Si le dosage sanguin de l'antigène spécifique de la prostate (PSA) est un excellent moyen de suspecter un cancer de la prostate, il n'est pas un bon marqueur pronostique. Il ne permet pas, notamment, de savoir si le cancer est déjà métastatique ou s'il reste localisé.
Dans la revue « Nature », des généticiens du Michigan laissent entrevoir l'existence de molécules dont la concentration varie au moment de la dissémination métastatique et qui pourraient servir de marqueurs de l'existence de métastases. Ces molécules, qui ne sont que le reflet de la transcription de gènes liés au cancer, peuvent aujourd'hui être identifiées grâce à la technologie des puces à ADN.
Les micropuces à ADN ont déjà permis de comparer les gènes qui s'expriment dans une prostate normale à ceux activés durant les stades précoces et avancés du cancer de la prostate. Dans un précédent travail (« Nature » 2001), il était curieusement apparu qu'au fur et à mesure du développement cancéreux un nombre croissant de gènes étaient inhibés (et non le contraire). Il apparaissait donc que la possibilité de dissémination métastatique était liée à une moindre transcription génique.

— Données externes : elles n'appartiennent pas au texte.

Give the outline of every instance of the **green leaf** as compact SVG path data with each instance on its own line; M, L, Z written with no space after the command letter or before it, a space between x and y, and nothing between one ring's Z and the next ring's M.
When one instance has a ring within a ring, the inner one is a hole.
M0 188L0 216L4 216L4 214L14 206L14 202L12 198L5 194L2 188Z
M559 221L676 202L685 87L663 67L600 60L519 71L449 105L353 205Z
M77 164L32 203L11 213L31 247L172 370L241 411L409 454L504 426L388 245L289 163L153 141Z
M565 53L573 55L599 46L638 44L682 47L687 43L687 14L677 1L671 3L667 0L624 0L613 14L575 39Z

Les travaux publiés cette semaine ont apporté un embryon d'explications. Le principal gène activé dans le cancer avancé de la prostate code pour une famille de protéines, EZH2, dont le rôle est de réprimer la transcription génique. Quand le gène EZH2 est activé, un certain nombre de gènes deviennent par conséquent muets. Si ces gènes sont impliqués dans le contrôle du volume tumoral, leur inhibition aura alors un effet favorable sur la croissance tumorale.
163 gènes muets
Pour valider cette hypothèse, les chercheurs ont d'abord constaté que l'ARN messager (ARNm) des protéines EZH2 était significativement augmenté dans les tumeurs malignes de la prostate par rapport aux quantités présentes dans les tumeurs bénignes. D'autres travaux avaient préalablement montré un accroissement majeur (x 12) de cet ARNm dans les tumeurs métastatiques par rapport aux tumeurs localisées. Pour prouver la nature désinhibitrice du gène EZH2 (suppresseur), les chercheurs ont volontairement augmenté les taux d'EZH2 dans des cultures de cellules de cancer de la prostate. Ils ont alors constaté que le niveau d'expression de 163 gènes s'effondrait (en l'absence de toute nouvelle expression génique) et que la prolifération tumorale se renforçait. A l'inverse, après administration de petites quantités d'ARN interférant avec EZH2 (blocage), le taux de prolifération cellulaire était nettement ralenti. La majoration de l'expression du facteur EZH2, dans la cancer de la prostate, qui met en silence un certain nombre de gènes et augmente la prolifération cellulaire, pourrait se rencontrer dans d'autres cancers.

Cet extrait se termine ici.